Apart from pointing it out, this issue is not discussed in the lectures. Generally, it remains a fairly white spot on the map of physics.

Notice that, maybe counter-intuitively, this issue is completely unrelated to the convergence of the perturbation series: The perturbation series never converges for non-trivial theories!, neither for large nor for small non-zero coupling (see here for more on the general non-convergence of the perturbation series).

 

[Duong]

I see. My confusion is only due to the words "IR divergence", which I think must necessarily refer to taking the analytic adiabatic limit (which I also understand as not needed.)

Maybe you told me about this, but I forgot some important points:

• When the coupling is small, do we have a good justification to truncate the series (even for theories that work, e.g. QED)?
• As I understand, for a fixed physical process, an S-matrix scheme gives an expansion series in the couplings with coefficients being fixed numbers. We then do experiment to find out the values of the couplings. Then how do different S-matrix schemes, giving different expansion series now with necessarily same couplings values, all fit with experiments? i.e. how do different renormalization schemes all work when being compared with experiment?

 

[Urs Schreiber]

When the coupling is small, do we have a good justification to truncate the series (even for theories that work, e.g. QED)?

This is a bit of a black magic.

One thing that people do is called "optimal truncation" or "superasymptotics". Underlying this is a simple rule-of-thumb: Given an asymptotic series, find its smallest contribution, then truncate at this term, i.e. form the finite sum of terms up to this smallest one. At least for some classes of asymptotic series one may prove that the resulting value is the closest to the "actual value" of any function with that asymptotic series.
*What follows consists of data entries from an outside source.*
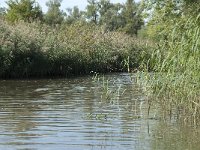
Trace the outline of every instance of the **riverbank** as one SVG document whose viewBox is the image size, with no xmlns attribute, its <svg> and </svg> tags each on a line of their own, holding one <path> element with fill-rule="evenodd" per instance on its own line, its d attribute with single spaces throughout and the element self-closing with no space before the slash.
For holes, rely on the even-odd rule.
<svg viewBox="0 0 200 150">
<path fill-rule="evenodd" d="M 0 78 L 67 77 L 129 71 L 147 57 L 148 41 L 91 24 L 49 27 L 0 22 Z"/>
</svg>

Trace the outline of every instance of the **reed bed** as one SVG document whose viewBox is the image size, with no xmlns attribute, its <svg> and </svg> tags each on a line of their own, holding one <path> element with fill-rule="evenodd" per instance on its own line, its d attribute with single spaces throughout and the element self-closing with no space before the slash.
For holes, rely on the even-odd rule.
<svg viewBox="0 0 200 150">
<path fill-rule="evenodd" d="M 128 71 L 148 57 L 148 43 L 87 23 L 52 28 L 0 20 L 0 78 Z"/>
<path fill-rule="evenodd" d="M 200 122 L 200 17 L 185 16 L 169 31 L 148 61 L 154 72 L 139 72 L 139 83 L 164 117 Z M 163 111 L 164 110 L 164 111 Z"/>
</svg>

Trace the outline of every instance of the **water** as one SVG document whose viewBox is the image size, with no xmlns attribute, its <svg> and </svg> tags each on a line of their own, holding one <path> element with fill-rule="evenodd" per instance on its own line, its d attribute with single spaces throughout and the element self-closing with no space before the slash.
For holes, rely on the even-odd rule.
<svg viewBox="0 0 200 150">
<path fill-rule="evenodd" d="M 128 74 L 0 85 L 2 150 L 200 147 L 200 130 L 146 116 L 146 97 Z"/>
</svg>

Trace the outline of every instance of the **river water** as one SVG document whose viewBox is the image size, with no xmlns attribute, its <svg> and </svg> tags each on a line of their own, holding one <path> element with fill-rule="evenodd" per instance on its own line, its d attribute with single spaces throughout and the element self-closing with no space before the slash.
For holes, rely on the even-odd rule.
<svg viewBox="0 0 200 150">
<path fill-rule="evenodd" d="M 197 127 L 147 116 L 146 96 L 129 74 L 0 85 L 0 150 L 200 148 Z"/>
</svg>

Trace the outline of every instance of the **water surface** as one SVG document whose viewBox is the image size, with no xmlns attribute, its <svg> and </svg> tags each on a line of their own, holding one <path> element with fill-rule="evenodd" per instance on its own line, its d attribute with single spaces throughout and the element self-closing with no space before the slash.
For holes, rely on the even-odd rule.
<svg viewBox="0 0 200 150">
<path fill-rule="evenodd" d="M 147 117 L 146 97 L 128 74 L 0 85 L 2 150 L 200 147 L 198 129 Z"/>
</svg>

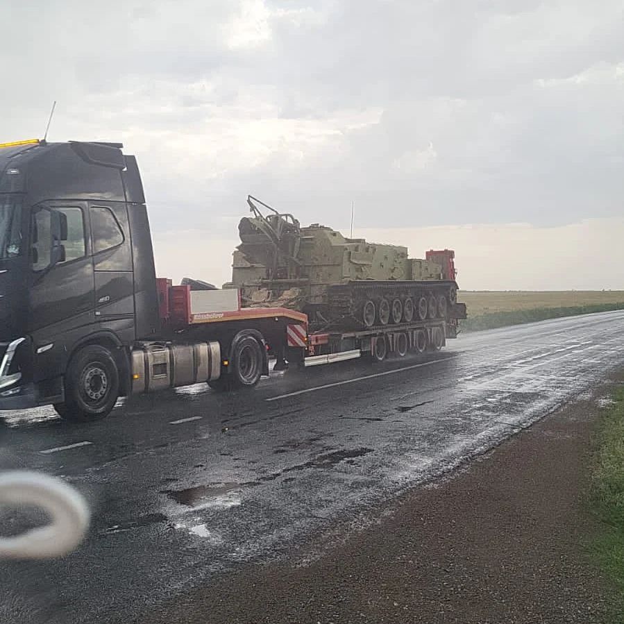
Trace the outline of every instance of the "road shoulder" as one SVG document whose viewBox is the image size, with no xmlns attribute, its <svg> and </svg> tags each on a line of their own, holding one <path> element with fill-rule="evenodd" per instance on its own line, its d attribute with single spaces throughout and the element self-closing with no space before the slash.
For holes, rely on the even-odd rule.
<svg viewBox="0 0 624 624">
<path fill-rule="evenodd" d="M 610 591 L 582 546 L 596 399 L 410 491 L 307 565 L 310 548 L 243 566 L 142 621 L 602 624 Z"/>
</svg>

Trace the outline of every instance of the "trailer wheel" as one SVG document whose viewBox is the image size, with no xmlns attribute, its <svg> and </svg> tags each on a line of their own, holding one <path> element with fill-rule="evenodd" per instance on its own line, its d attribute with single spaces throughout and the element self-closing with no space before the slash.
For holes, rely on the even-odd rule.
<svg viewBox="0 0 624 624">
<path fill-rule="evenodd" d="M 405 332 L 397 334 L 394 339 L 394 351 L 399 357 L 405 357 L 407 354 L 410 341 L 407 340 L 407 335 Z"/>
<path fill-rule="evenodd" d="M 418 300 L 418 319 L 419 321 L 424 321 L 427 318 L 427 310 L 428 310 L 428 304 L 425 297 L 421 297 Z"/>
<path fill-rule="evenodd" d="M 375 304 L 367 299 L 362 308 L 362 320 L 366 327 L 372 327 L 375 324 Z"/>
<path fill-rule="evenodd" d="M 405 323 L 411 323 L 414 318 L 414 301 L 412 297 L 407 297 L 403 301 L 403 321 Z"/>
<path fill-rule="evenodd" d="M 234 348 L 230 378 L 235 388 L 253 388 L 262 374 L 262 352 L 253 336 L 246 336 Z"/>
<path fill-rule="evenodd" d="M 382 297 L 379 301 L 379 323 L 380 325 L 387 325 L 390 320 L 390 304 L 388 300 Z"/>
<path fill-rule="evenodd" d="M 388 344 L 386 341 L 386 337 L 384 335 L 378 336 L 371 352 L 373 362 L 383 362 L 387 355 Z"/>
<path fill-rule="evenodd" d="M 448 306 L 446 304 L 446 297 L 444 295 L 440 295 L 438 298 L 438 314 L 441 319 L 446 318 L 446 312 Z"/>
<path fill-rule="evenodd" d="M 433 348 L 435 351 L 439 351 L 442 348 L 444 342 L 444 336 L 442 334 L 442 330 L 439 327 L 435 327 L 431 330 L 432 334 L 431 338 L 433 341 Z"/>
<path fill-rule="evenodd" d="M 418 353 L 423 353 L 426 350 L 427 332 L 424 330 L 416 330 L 414 348 Z"/>
<path fill-rule="evenodd" d="M 435 319 L 438 312 L 438 302 L 435 295 L 429 295 L 427 301 L 427 314 L 430 319 Z"/>
<path fill-rule="evenodd" d="M 65 375 L 65 402 L 54 405 L 61 418 L 85 423 L 108 416 L 119 396 L 119 371 L 110 351 L 90 344 L 71 358 Z"/>
</svg>

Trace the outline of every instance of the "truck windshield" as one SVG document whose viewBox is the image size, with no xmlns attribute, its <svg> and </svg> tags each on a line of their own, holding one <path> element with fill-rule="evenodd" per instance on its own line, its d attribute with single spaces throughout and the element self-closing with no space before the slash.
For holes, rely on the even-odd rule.
<svg viewBox="0 0 624 624">
<path fill-rule="evenodd" d="M 18 255 L 22 248 L 22 201 L 0 195 L 0 260 Z"/>
</svg>

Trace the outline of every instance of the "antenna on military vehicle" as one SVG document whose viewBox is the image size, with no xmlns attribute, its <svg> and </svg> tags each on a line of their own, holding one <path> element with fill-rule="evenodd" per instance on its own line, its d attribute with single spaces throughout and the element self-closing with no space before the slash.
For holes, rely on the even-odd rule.
<svg viewBox="0 0 624 624">
<path fill-rule="evenodd" d="M 50 124 L 52 121 L 52 115 L 54 115 L 54 109 L 56 108 L 56 100 L 52 103 L 52 110 L 50 111 L 50 117 L 48 117 L 48 125 L 46 126 L 46 133 L 43 135 L 43 140 L 45 141 L 48 137 L 48 130 L 50 129 Z"/>
<path fill-rule="evenodd" d="M 350 238 L 353 237 L 353 210 L 355 208 L 355 202 L 354 201 L 351 201 L 351 235 Z"/>
</svg>

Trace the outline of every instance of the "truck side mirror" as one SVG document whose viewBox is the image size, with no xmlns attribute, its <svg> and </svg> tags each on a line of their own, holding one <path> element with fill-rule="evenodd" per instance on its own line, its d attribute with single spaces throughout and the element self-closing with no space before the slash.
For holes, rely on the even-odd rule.
<svg viewBox="0 0 624 624">
<path fill-rule="evenodd" d="M 52 249 L 50 266 L 65 261 L 65 246 L 61 241 L 67 239 L 67 217 L 58 210 L 50 212 L 50 233 L 52 236 Z"/>
</svg>

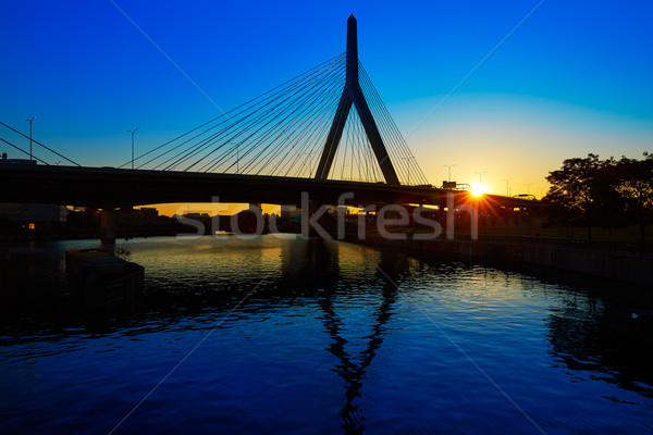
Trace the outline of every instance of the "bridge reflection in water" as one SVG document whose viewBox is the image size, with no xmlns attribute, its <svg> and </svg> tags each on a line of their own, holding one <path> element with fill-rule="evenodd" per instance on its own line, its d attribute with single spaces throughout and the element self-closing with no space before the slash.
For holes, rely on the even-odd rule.
<svg viewBox="0 0 653 435">
<path fill-rule="evenodd" d="M 15 310 L 2 290 L 8 432 L 107 433 L 213 330 L 125 433 L 532 432 L 435 323 L 547 433 L 607 430 L 615 414 L 631 433 L 651 424 L 650 331 L 613 315 L 646 300 L 595 283 L 320 239 L 131 240 L 121 247 L 145 265 L 146 296 L 88 331 L 69 299 L 53 315 L 36 297 L 65 291 L 57 274 L 42 287 L 44 271 L 78 244 L 12 251 L 34 297 Z"/>
</svg>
This black magic is called optimal truncation or superasymptotics, see here for pointers. Of course if one does not know the "actual value" (which is the situation of interest), then one still does not know how close one is to it, only that one is as close to it as possible by truncating the given asymptotic series.

If you are seriously interested in making sense of the asymptotic perturbation series, the keyword to go for is "resurgence of the trans-series" (here). I sketched some of this when we talked in Hamburg. It seems that people are slooowly making progress with this idea.

 

[Urs Schreiber]

As I understand, for a fixed physical process, an S-matrix scheme gives an expansion series in the couplings with coefficients being fixed numbers. We then do experiment to find out the values of the couplings. Then how do different S-matrix schemes, giving different expansion series now with necessarily same couplings values, all fit with experiments? i.e. how do different renormalization schemes all work when being compared with experiment?

Oh, they don't all fit experiment. Only one of them is supposed to be the right one in any given situation. But the point is that the space of renormalization constants is a countable sequence of affine spaces (see theorem 16.14) and picking any one S-matrix serves to pick one point in each of these affine spaces. This makes the affine spaces become vector spaces and allows to express any other (notably the physically correct) S-matrix now as a sequence of actual numbers (the renormalization constants) relative to the fixed "renormalization scheme".

This is an important subtlety, clarified by Epstein-Glaser back in 1973, which many practicing physicists do not appreciate: Without a choice of renormalization scheme, which is like a choice of coordinates on the space of renormalization parameters, there is no sense in which a renormalization parameter (a "quantum correction") is large or small.

 

[A. Neumaier]

then one still does not know how close one is to it,

Well, the error is typically of the order of the last term used or the first neglected term, though this is only a rule of thumb.